İnsan, ayrıca sosyal bir varlık olarak var edilmiştir. Kendi eylemleri yanı sıra toplum içindeki yeri, toplumsal başarılardaki katkısı da göz ardı edilemez. İnsanın bu gününü değerlendirirken, insanların ferdi eylemleri ve insanın içinde yaşadığı topluluk veya ulusun eylem ve katkılarını da beraber değerlendirmek gerekir. “İnsan gerek tek, gerekse toplum olarak tek başına yalıtık yaşayamaz. Bundan başka insan başarıları dün ve önceki gün, uzak veya daha uzak bir geçmişte yaşamış olan birçok

(27)

16 insan gruplarının, ulusların bıraktığı bir kalıttır. Bütün insanlığın onda payı vardır.

İnsanların başarıları, deneyimleri kaybolup gitmezler. Onlar dil ve yazı ile saptanıp, insandan insana, kuşaktan kuşağa, uluslardan uluslara aktarılırlar” (Mengüşoğlu, 1988: 142-143). “İnsanın yapıp-etmeleriyle her alanda elde ettiği, elde edebileceği her şey, kesintisiz bir oluş içindedir” (Mengüşoğlu, 1988: 143). İşte insanoğlunun bütün bu yapıp-etmeleri birikimleri ve bu birikimleriyle oluşan başarıları bir tarihsel oluşu ifade eder.

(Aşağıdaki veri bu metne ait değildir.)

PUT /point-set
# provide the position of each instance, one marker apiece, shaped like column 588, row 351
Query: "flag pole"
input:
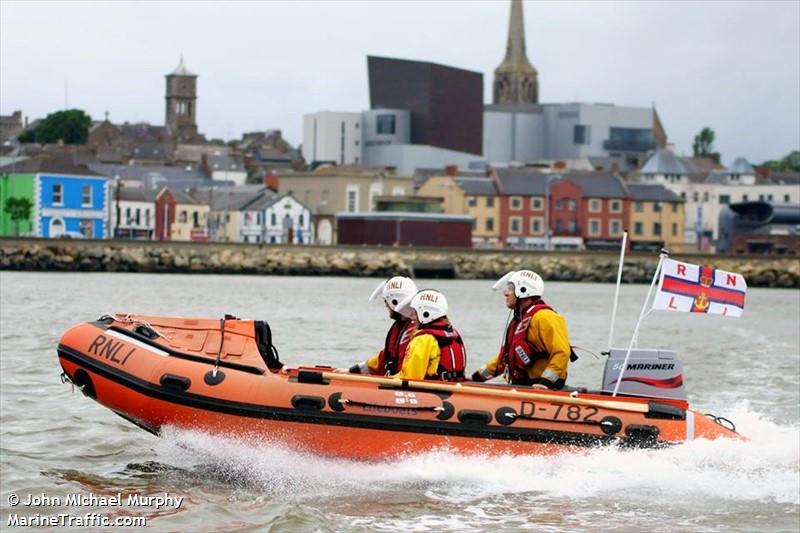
column 661, row 258
column 616, row 292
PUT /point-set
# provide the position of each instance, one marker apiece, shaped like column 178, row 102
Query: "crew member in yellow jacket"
column 436, row 350
column 536, row 348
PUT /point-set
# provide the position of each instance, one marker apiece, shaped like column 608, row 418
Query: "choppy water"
column 55, row 442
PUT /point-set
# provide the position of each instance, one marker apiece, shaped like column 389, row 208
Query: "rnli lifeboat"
column 223, row 376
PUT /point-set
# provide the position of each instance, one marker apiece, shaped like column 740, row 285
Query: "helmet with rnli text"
column 526, row 283
column 429, row 304
column 394, row 291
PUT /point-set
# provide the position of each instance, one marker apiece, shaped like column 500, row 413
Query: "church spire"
column 515, row 80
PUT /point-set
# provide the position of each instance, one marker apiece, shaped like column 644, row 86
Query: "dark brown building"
column 405, row 229
column 446, row 103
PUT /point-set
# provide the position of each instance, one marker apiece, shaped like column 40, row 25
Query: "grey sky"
column 733, row 66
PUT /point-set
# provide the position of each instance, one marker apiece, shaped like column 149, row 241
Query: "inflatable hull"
column 158, row 372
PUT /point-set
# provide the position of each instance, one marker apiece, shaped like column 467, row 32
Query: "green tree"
column 703, row 142
column 71, row 126
column 19, row 209
column 790, row 163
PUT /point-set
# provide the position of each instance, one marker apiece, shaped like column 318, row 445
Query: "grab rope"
column 722, row 421
column 129, row 319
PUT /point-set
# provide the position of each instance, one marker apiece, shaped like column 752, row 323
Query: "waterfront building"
column 476, row 196
column 330, row 190
column 133, row 213
column 656, row 218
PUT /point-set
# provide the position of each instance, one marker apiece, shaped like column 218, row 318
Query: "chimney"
column 271, row 180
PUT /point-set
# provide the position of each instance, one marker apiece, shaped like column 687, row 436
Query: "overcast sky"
column 733, row 66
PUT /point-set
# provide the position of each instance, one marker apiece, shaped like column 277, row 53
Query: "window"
column 580, row 134
column 351, row 199
column 385, row 124
column 86, row 196
column 58, row 194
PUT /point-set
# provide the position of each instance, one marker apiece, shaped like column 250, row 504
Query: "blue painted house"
column 68, row 204
column 68, row 200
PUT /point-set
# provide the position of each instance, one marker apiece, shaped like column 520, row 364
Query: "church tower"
column 515, row 80
column 182, row 103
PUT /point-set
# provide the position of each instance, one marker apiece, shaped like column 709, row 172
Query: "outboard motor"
column 650, row 373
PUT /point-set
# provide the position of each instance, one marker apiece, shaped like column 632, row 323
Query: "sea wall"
column 231, row 258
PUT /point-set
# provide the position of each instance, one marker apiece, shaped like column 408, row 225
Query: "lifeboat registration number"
column 561, row 412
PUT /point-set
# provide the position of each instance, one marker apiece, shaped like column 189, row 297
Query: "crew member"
column 436, row 350
column 536, row 348
column 390, row 359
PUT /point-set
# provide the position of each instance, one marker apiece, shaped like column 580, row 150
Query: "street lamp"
column 550, row 177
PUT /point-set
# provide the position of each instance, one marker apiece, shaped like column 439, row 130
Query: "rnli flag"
column 699, row 289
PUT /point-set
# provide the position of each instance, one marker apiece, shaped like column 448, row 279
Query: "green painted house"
column 16, row 186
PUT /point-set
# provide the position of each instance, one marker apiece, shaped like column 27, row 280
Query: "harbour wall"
column 236, row 258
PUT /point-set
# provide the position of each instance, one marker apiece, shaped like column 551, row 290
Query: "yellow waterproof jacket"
column 547, row 331
column 422, row 358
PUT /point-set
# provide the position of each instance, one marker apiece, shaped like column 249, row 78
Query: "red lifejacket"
column 517, row 354
column 390, row 360
column 453, row 360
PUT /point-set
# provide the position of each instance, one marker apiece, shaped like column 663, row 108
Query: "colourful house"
column 67, row 199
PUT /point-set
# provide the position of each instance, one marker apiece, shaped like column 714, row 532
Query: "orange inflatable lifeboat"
column 223, row 376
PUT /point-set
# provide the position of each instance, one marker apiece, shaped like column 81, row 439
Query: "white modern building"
column 532, row 132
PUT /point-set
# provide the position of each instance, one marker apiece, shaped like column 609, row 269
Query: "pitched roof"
column 664, row 161
column 54, row 164
column 655, row 193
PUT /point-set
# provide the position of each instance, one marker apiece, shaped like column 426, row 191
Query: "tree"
column 19, row 209
column 790, row 163
column 703, row 142
column 71, row 126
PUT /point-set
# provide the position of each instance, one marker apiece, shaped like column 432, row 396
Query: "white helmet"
column 394, row 291
column 429, row 305
column 526, row 283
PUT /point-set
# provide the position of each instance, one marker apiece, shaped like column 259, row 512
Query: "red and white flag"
column 699, row 289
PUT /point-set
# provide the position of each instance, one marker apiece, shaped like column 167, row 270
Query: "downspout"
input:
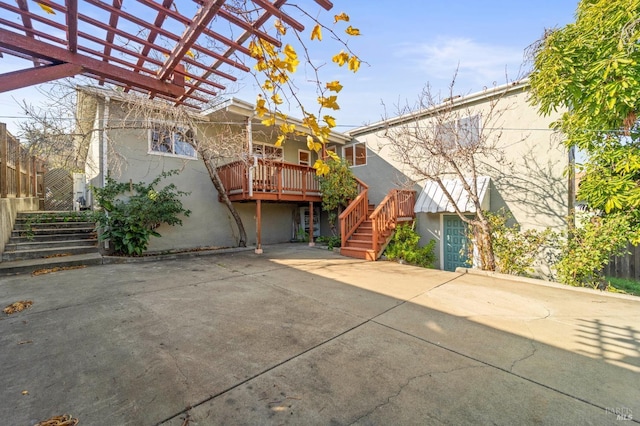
column 105, row 122
column 255, row 159
column 105, row 167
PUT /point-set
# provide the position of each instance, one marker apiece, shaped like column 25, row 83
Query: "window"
column 356, row 154
column 271, row 152
column 172, row 141
column 464, row 132
column 304, row 157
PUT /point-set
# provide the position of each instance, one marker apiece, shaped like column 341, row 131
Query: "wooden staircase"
column 366, row 229
column 38, row 235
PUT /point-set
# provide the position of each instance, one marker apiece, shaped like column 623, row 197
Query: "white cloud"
column 478, row 64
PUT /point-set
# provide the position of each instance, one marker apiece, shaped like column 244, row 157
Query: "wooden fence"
column 20, row 173
column 627, row 266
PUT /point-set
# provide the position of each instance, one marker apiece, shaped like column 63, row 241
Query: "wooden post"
column 258, row 227
column 311, row 243
column 3, row 160
column 18, row 165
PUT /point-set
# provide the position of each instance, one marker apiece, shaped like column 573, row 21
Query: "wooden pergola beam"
column 72, row 25
column 42, row 74
column 204, row 15
column 23, row 44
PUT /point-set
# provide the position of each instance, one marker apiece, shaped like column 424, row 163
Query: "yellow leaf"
column 334, row 86
column 281, row 28
column 261, row 109
column 352, row 31
column 316, row 33
column 329, row 102
column 331, row 122
column 269, row 121
column 268, row 85
column 287, row 128
column 354, row 64
column 46, row 8
column 255, row 50
column 290, row 52
column 342, row 17
column 341, row 58
column 276, row 99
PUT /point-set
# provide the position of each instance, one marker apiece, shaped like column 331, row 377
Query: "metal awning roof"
column 433, row 200
column 181, row 51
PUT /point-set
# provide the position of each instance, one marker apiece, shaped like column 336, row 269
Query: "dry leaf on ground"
column 17, row 307
column 64, row 420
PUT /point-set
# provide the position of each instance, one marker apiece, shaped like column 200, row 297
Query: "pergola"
column 182, row 51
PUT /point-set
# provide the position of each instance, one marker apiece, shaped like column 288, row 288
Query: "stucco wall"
column 210, row 223
column 9, row 208
column 527, row 178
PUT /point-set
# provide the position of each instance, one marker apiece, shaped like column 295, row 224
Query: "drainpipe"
column 105, row 122
column 255, row 159
column 105, row 166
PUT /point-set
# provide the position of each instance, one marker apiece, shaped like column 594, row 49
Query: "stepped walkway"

İnsan, birikimlerinin oluşması, bir zaman işiyse bir test etme, deneme yanılma süreçleri gerektiriyorsa insanlığın birikimlerini elde etmesi de böyledir. İnsanlık, gelişimini insanın var oluşuyla birlikte başlayan ve özellikle yazının bulunuşuyla daha da hızlanan bir çalışma, araştırma, anlamlandırma ve geleceğe aktarma gibi önemli ve zahmetli süreçlerin sonunda elde edebilmiştir. İnsan, çalışarak kendisini geliştirmiş ve geliştirmeye de devam etmektedir. Bu süreç, geçmişte doğmuş ve hiç durmadan, gürleşerek sonsuza akan bir nehir gibidir. Heraklit, şöyle anlatıyor: “Ben oluştan başka bir şey görmüyorum. Eğer siz oluşun ve olup-bitmenin denizinde değişmeyen bir şey gördüğünüze inanıyorsanız, buna aldanmayın! Bu, var olan şeylerin değil, sizin kısa görüşlü olmanızın bir sonucudur” (Mengüşoğlu, 1988: 144).

Tarihsel oluş, bir nevi zıtlıklara dayanır. Fikir çatışmaları, savaşlar olur. “Bu çatışmalar tarihin ufkunu değiştirirler. Bunun için de tarihsel oluşta bir duraklama olmaz. Fakat eğer bütün topluluklar, tekler aynı ilgilerden, aynı idelerden hareket etselerdi, onların ilgileri, ide’leri arasında bir antagonizm olmasaydı, o zaman tarihsel oluşun duraklaması zorunlu olurdu” (Mengüşoğlu, 1988: 147).

Tarihsellik, yarar ve çıkara dayanan araç değerlerin insanları ayırıp çatıştırması sayesinde duraklamaksızın ilerler. Yalnız, bu ilerleme sadece olumlu bir ilerleme olmayabilir. “Tarihsel hayattaki çöküş ve yükseliş, kaos ve düzen insanlığın kaderidir” (Mengüşoğlu, 1988: 148). Dünya, genel anlamda da evren karşıtlıklardan mütevellit bir yapıdadır. Bu ilk bakışta olumsuz bir unsur gibi gözükse de karşıtlıkların insanı aktif tutması ve motivasyonunu sağlaması yadsınamaz bir işlevdir. “İnsan doğanın, onun dünyasını karşıtlıklarla donatmış olmasına teşekkür borçludur” (Mengüşoğlu, 1988: 149).

(28)

17 Tarihsellik sayesinde insan başarılarının sürekliliği sağlanmış olur. Bu başarıda da gelmiş geçmiş bütün toplumların az ya da çok katkısı vardır.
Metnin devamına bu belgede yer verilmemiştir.